Kambiyo senedinin mülkiyeti ile birlikte senetten doğan hakları karşı tarafa devretmek amacıyla yapılan ciroya temlik cirosu denir. Cironun hangi amaçla yapıldığı anlaşılmıyor ise temlik için yapıldığı kabul edilir.

Alacaklının, kendisine bir temsilci atayarak senet bedelinin tahsilini amaçlamak için yaptığı ciro ise tahsil cirosudur.

Poliçe ve bononun aksine çekte rehin cirosu yapılmasına cevaz verilmemiştir. Bunun sebebi çekin bir kredi aracı değil de ödeme aracı olarak düşünülmüş olmasıdır. Çekin görünürde temlik cirosu ile devredilmiş olmasına rağmen gizli rehin cirosu ile devredildiği anlaşılıyor ise bu ciro geçersizdir ve banka gizli rehin cirosu ile aldığı çekin yetkili hamili olarak hak talebinde bulunamayacaktır.

Somut olaya bakıldığında; konkordato talep eden davacı Armak Makine A.Ş. ticari hayatta “müşteri çeki” adı verilen çekleri davalı bankaya verdiğini ve bankanın tahsil ederek faiz borcuna mahsup ettiğini iddia etmektedir.

İcra ve İflas Kanunu’nun 294/6. maddesi uyarınca; “Konkordato mühletinin verilmesinden önce, müstakbel bir alacağın devri sözleşmesi yapılmış ve devredilen alacak konkordato mühletinin verilmesinden sonra doğmuş ise, bu devir hükümsüzdür.”

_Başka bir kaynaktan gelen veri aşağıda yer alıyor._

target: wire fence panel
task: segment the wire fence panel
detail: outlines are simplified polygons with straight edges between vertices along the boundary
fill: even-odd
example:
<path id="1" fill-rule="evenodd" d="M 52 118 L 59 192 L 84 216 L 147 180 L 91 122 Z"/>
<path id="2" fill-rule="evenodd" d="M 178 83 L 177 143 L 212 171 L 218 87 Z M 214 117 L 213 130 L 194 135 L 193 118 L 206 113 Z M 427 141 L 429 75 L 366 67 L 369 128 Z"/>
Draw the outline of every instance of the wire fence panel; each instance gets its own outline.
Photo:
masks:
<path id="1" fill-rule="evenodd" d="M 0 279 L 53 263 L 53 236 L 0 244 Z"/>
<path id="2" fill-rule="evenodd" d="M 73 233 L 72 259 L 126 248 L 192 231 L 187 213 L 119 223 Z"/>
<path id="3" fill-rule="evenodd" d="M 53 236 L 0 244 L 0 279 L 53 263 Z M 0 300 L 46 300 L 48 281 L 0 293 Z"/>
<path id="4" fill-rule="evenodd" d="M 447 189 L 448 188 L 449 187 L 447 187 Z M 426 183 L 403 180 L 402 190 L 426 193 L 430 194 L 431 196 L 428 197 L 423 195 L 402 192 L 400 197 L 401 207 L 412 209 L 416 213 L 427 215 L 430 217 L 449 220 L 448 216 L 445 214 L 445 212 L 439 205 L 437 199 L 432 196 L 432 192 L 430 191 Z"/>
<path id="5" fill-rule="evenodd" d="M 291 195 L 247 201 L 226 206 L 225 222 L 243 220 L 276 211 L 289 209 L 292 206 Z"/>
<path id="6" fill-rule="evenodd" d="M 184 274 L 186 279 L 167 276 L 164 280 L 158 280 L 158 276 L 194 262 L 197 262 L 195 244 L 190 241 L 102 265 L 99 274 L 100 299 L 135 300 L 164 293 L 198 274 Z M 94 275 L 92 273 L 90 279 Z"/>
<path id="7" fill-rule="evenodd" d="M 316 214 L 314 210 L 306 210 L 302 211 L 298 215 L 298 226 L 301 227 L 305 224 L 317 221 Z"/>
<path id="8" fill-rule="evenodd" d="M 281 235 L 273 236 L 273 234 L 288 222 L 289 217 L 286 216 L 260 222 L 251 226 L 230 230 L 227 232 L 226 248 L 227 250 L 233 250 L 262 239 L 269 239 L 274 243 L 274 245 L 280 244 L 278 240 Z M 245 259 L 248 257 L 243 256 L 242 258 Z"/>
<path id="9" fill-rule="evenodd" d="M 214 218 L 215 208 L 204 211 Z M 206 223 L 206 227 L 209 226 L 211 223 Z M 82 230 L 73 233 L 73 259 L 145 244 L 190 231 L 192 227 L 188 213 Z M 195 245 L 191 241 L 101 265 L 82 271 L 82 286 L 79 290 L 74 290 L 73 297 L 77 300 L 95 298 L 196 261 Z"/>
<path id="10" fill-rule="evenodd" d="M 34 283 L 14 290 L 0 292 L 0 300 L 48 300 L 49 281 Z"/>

Çekin temlik cirosu ile devredildiği kabul edilmiş olması halinde davacı şirketin geçici mühletin ilanından önce davalıya ciro ettiği ve mühlet ilanından sonra muaccel olan ileri tarihli çekten kaynaklanan devir, yukarıdaki hüküm uyarınca geçersiz olacaktır. Bu çözüm aynı zamanda konkordato müessesinin ruhuna da uygundur.

Yukarıda yapılan açıklamalar doğrultusunda, mahkemece yapılacak iş; davacı tarafından davalı bankaya verilen çeklerin geçici mühletten önce verilip verilmediği ve mühletten sonra tahsil edilip edilmediği ile ilgili bilirkişi raporu alınarak davalının geçici mühlet tarihi itibariyle alacak miktarı tespit edildikten sonra yapılan tahsilat miktarı hakkında karar verilmesi gerekirken, aksi düşünce ve yazılı gerekçelerle karar verilmesi doğru görülmemiş, hükmün bu nedenlerle bozulması gerekmiştir.

SONUÇ: Yukarıda açıklanan nedenlerle İlk Derece Mahkemesince verilen karar usul ve yasaya aykırı olduğundan davacı Armak Makine A.Ş. vekilinin temyiz istemlerinin kabulü ile hükmün davacı Armak Makine A.Ş. lehine BOZULMASINA, dosyanın kararı veren İlk Derece Mahkemesine, GÖNDERİLMESİNE, peşin alınan harcın istek halinde temyiz edene iadesine, karara karşı karar düzeltme yolu kapalı olmak üzere 21.11.2024 tarihinde kesin olarak oy birliğiyle karar verildi.